As a student of London sound systems, Stan Zeff built speaker boxes and amplifiers while building his career as a DJ. “Back in the day you couldn’t be a DJ without belonging to a sound system. You had to know how to connect and tune up a sound, and above all, you needed to know how to select music,” Zeff explains. Little did he know at the time that his early years as a DJ and his experience with sound systems would come into play as house music’s emergence required such expertise for its unique mechanical beats and deeper basslines.
Whether or not people warmed up to the new musical genre, Stan Zeff believed in the power of its mesmerizing sound. So, he continued to tap London’s music scene, certain that his persistent plays would eventually win audiences over. During that time, he shared the platform with up-and-coming house DJs like Zepherin Saint, Jazzie B, Mr. C, and Eddie Richards. What emerged in 1988 was a movement with a new, culturally significant and unique sound that became the soundtrack for the biggest youth revolution since the 1960s, known as London’s “Summer of Love.” From that point, house music in the UK reached new heights, and Stan Zeff’s contributions confirm his place as one of its pioneers.
In 2000, Stan Zeff moved across the pond to Atlanta, Georgia to establish a musical footing as he did in the UK. In 2009, he founded Atlanta’s Tambor Party, a series of events that provided a platform for Stan Zeff and other DJs to amplify Afro House music, which fuses Kwaito, Tribal, Deep, and Soulful House music – a deviation from the commonplace music scene in the hip-hop capital.
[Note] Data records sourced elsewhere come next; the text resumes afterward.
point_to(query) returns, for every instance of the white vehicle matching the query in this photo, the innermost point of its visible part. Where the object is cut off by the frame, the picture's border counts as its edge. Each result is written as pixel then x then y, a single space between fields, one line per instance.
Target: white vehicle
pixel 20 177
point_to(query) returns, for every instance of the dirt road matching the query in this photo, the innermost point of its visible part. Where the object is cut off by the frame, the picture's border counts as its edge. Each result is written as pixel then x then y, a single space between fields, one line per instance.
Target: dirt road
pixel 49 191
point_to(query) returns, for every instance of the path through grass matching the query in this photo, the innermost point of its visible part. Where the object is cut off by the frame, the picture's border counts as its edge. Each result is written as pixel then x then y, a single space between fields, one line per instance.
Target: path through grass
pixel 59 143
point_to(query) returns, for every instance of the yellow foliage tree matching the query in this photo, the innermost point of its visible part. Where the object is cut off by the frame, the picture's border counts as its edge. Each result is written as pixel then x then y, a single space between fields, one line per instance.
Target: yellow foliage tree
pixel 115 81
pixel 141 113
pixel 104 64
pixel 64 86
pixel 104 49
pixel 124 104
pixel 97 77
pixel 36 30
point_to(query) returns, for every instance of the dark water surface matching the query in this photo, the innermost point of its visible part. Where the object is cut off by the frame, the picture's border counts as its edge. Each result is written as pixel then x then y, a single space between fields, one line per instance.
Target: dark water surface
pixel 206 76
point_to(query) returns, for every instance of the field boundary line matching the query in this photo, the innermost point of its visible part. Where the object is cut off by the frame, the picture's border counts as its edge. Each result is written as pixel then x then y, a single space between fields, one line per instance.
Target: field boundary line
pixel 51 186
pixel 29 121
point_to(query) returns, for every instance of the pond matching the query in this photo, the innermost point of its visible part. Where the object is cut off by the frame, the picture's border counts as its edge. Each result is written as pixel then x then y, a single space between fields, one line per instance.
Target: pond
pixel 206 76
What culminated was a global dance movement that expanded to cities like New York, Miami, Toronto, Kefalonia (Greece), and Paris, where Stan Zeff has worked side by side with a roster of notable DJs in the house music scene such as Black Coffee, Louie Vega, Osunlade, Boddhi Satva, and Djeff Afrozila.
Stan Zeff has since expanded the Tambor brand to include the record label, Tambor Music, which focuses on the tambor and African sound, and the annual Tribe Tambor Cruise, a music festival at sea that features a lineup of globetrotting house music DJs.